Max Weber
1881-1961
Born in 1881 in the western Russian (now Polish) town of Bialystok, Max Weber came to the United States with his family in 1901. Settling in Brooklyn, his father struggled to earn a living and Weber grew up in relative poverty. He initially studied art at the Pratt Institute under Arthur Wesley Dow, with whom he learned to see forms as visual relationships rather than just objects. In 1905 he traveled to Paris to study at both the Académies Julian and Colarossi, and then arranged a one-year tutorial with Henri Matisse.
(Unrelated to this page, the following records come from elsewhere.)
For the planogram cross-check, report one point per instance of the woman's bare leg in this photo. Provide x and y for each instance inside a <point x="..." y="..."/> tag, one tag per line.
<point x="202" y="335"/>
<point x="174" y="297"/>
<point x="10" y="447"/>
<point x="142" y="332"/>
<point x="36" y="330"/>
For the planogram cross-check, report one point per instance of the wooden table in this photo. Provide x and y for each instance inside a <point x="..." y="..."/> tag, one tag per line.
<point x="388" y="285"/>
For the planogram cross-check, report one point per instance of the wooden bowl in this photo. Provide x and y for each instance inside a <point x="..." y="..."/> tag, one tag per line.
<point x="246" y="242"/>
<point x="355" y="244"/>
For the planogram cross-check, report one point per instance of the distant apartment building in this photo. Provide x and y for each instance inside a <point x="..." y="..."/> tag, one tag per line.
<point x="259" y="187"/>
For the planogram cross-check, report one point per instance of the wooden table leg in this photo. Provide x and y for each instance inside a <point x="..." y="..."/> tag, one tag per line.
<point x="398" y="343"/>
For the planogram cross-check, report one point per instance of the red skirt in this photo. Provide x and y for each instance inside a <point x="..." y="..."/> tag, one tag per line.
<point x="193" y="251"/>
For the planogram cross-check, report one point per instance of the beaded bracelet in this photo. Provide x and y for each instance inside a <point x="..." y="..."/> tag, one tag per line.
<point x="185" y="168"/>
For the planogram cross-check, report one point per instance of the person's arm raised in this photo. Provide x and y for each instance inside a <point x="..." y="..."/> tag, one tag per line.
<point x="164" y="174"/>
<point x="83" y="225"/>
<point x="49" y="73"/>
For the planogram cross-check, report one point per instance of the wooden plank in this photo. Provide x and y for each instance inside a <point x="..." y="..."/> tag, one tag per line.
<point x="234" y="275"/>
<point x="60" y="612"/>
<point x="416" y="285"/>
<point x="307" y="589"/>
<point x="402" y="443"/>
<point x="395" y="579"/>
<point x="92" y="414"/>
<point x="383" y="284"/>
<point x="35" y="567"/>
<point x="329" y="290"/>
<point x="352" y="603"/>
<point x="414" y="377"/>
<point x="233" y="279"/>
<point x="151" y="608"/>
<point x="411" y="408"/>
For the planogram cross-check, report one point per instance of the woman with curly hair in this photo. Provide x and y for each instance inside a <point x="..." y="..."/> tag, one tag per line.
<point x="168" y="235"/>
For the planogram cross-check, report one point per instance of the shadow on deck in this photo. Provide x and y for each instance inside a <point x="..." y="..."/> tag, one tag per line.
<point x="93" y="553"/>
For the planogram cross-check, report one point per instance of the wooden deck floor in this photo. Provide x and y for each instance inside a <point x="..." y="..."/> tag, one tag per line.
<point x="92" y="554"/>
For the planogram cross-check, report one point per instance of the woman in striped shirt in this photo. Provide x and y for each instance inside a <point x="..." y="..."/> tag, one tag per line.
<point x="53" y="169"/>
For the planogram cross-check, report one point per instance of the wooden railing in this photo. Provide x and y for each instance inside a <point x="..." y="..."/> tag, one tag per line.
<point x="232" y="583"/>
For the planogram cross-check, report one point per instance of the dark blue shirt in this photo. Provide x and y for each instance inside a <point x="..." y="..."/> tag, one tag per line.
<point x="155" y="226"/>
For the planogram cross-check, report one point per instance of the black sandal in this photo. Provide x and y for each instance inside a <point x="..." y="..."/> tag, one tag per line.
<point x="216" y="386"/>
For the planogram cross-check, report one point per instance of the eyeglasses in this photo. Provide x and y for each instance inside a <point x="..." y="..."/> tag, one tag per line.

Through the salon gatherings of Gertrude and Leo Stein, he made the acquaintance of many key European Modernists; in particular, Weber enjoyed a close friendship with Henri Rousseau. By the time he left Paris in 1909, forced to
return to the United States by financial pressures, the artist was imbued with the revolutionary spirits of Cézanne, Matisse and Picasso.
Weber’s incorporation of these modernist tendencies was already underway by 1906, as evidenced by La Chanteuse, Paris. Sparse in form, the drawing reveals the artist’s experimentation with a Matisse-like emphasis on pictorial linearity and figural distortion. From the Rue de la Gaieté series, the drawing is one of a number by the artist depicting theatrical players as well as members of the audience. A street in the Montparnasse quarter, the Rue de la Gaieté acquired its name as a result of its history. Meaning the “street of gaiety,” it was known at the turn of the century for its variety theatres and lively restaurants.